If you want a record, there is an accompanying book [Gifts for the Gods: Ancient Egyptian Animal Mummies and the British]. It’s not a catalogue, but it is an accompanying book that my colleagues Lidija McKnight and Stephanie Atherton-Woolham edited. And if people want more information, but you can’t get the book and you can’t get to the exhibition, we did a series of blog posts on Egypt Manchester blog, so there’s a dozen posts summarising the content of the book, and related to the exhibition. The tag is ‘animal mummies’. Some of the information has featured in the exhibition, and some was focused on the public program; if you were lucky enough to go to one of the lectures or handling sessions or wrapping/rewrapping events, you will have seen it, but we summarised all that on the blog.

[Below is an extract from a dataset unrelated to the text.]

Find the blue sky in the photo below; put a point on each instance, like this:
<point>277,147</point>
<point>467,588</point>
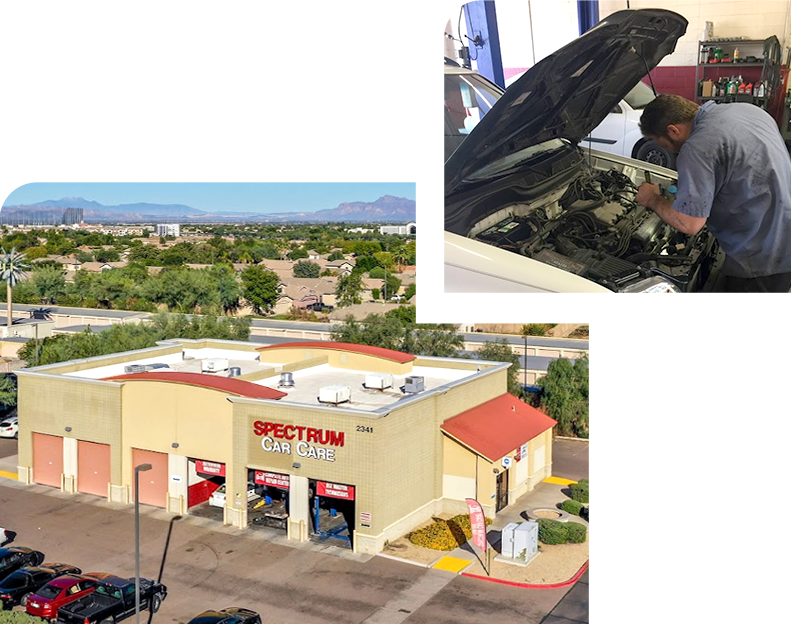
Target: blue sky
<point>216,196</point>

I’d like to thank Campbell for making time in his busy schedule to have a chat with me about the exhibition. It was a lot of fun, and I hope you found what he had to say as fascinating as I did.
The photo gallery
The photos are roughly ordered to take you around the gallery as it was laid out.
Animals from Ancient Egypt welcoming visitors to the exhibition
Follow the footprints around the gallery
Gilded ibis coffin, probably Ptolemaic Period
Cast of a relief from the temple at Edfu, c.165 BC
Walk through the catacomb, honour the animals and hear an Egyptian offering spoken with a twang of Glaswegian
Niches in the catacomb wall with mummified animals and statues
Statue of Isis with the child Horus, wrapped in linen. Late Ptolemaic Period
Basalt statue of a baboon, 22nd Dynasty, Coptos
Limestone offering table, Abydos, Late Roman Period
Three 19th-century masterpieces showing interpretations of life in Ancient Egypt
Detail from The Gods and Their Makers, Edwin Longsden Long
Detail from The Gods and Their Makers, Edwin Longsden Long
Detail of Alethe, Attendant of the Sacred Ibis, Edwin Longsden Long
Detail from The Obsequies of an Egyptian Cat, John Reinhard Weguelin
Horrible result of using the “Egyptian fur-tiliser; a cartoon from the 19th century following the mass sale of animal mummies in Liverpool that were used as fertiliser
Notable collectors and Egyptologists. The quotation reads: [I]t would hardly be respectable, on one’s return from Egypt, to present oneself in Europe without a mummy in one hand and a crocodile in the other.
A tourist souvenir of an ibis mummy, probably from Saqqara, not the Sahara
Campbell with the diary of Sir John Gardner Wilkinson
The mummified head of a cat, from Beni Hasan
Young and old alike have enjoyed the exhibition
The last part of the exhibition, with a mummified crocodile, the science corner and the smells
Choose your animal and see the CT scan of the mummy
Mummy of an ibis wearing an atef-crown. Abydos, Roman period
The science corner, where visitors could learn about scanning and the mummification process
Visitors could press a button to start scanning the mummy and watch the scan results come up on the screen next to them
The head from a limestone statue of a jackal
This is where visitors could write a message to one of the gods
Writing a message to the gods
My six-year-old asked Sekhmet for a pet bunny
My four-year-old chose to draw a picture of Thoth
The smells table, with three of the ingredients used in mummification: pine, honey and incense
Campbell doing a last bit of inventorying before the exhibition closed down
The exhibition is now closed at Manchester and is in the process of moving to the Kelvingrove Art Gallery and Museum in Glasgow. It’ll run in Glasgow from 14 May to the 4 September 2016, then move back south to Liverpool. It’ll be on in the World Museum in Liverpool from 14 October 2016 until 26 February 2017, which will provide some much-needed Egyptological relief for those of us in the city while the Egyptology gallery is being renovated and expanded.
Personally, I was really very impressed with the exhibition, and my girls can vouch for the child-friendliness, too. I would love to see it at Glasgow, but that’s probably not going to work out, unfortunately. However, being Liverpool based, as Campbell said in the interview, I’ll definitely be revisiting the exhibition when it’s at the World Museum, and will bring you an update then.